By music industry and tech consultant Cortney Harding

As we walked into the Spotify party at CES last week, one of my consulting clients leaned over and whispered in my ear. “I have something to tell you,” he hissed, then drew back to look at me. After a pause, he leaned back in. “There are a lot of white people here.”

It was a rather pale crowd at the Spotify party, which saw rapper-of-the-moment D.R.A.M. making the best of set in front of a pack of CMOs who seemed more interested in the open bar than waiting around to hear “Broccoli.” It was equally lightly complected and expense account heavy at the Pandora party, where Snoop Dogg gamely ran through the hits on the way to collect a check and go back to making TV with Martha Stewart. I will give the hordes that turned out for CES credit for at least being international— as I ran around Vegas, schlepping from one casino to the next, I overheard people from at least three different countries sending Trump tower selfies to loved ones back home.

Much like SXSW, trying to see everything at CES is a fool’s errand if there ever was one. At a certain point, you give in and let it wash over you, all the cars that plug into your house and smart home gadgets that anticipate when you’ll need pizza and order it for you and the millions and millions of VR headsets. CES isn’t really a music event, although music was certainly present—Spotify hosted some talks and threw the aforementioned party; iHeartRadio used it to unveil their on-demand streaming service and throw an event headlined by Chainsmokers, appropriate for a town where you can still smoke indoors. Hi-res audio content seemed to be the next trend, with Napster announcing studio quality streaming support to be released this spring.

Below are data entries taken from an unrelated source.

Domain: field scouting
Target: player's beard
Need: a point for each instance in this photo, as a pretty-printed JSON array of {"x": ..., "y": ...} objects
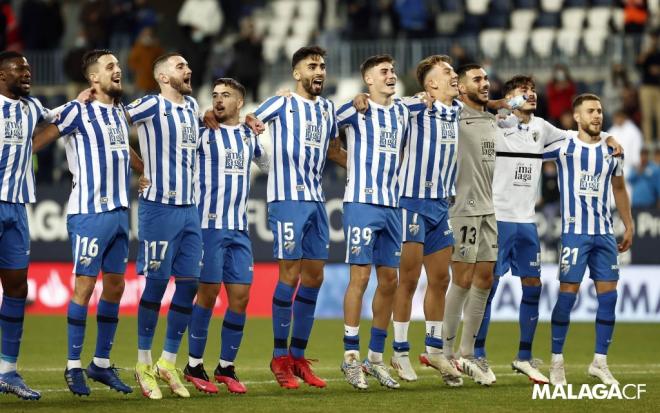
[
  {"x": 309, "y": 88},
  {"x": 180, "y": 86}
]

There were plenty of VR music experiences as well. You could check out Electric Daisy Carnival in VR, or play Rock Band, take a trip through a psychedelic experience with Kygo. There were also plenty of non-music experiences that hinted at what could be done, including my favorite, an interactive version of a British TV ad where you could make animals dance with hand gestures.

But overall, CES feels less about hardcore tech and more like a place where the elite come to meet and tweet. It’s fun, sure, in the same way SXSW and Advertising Week and all the other events are fun, if you like partying on someone else’s dime and experiencing FOMO. It just didn’t feel like anything different.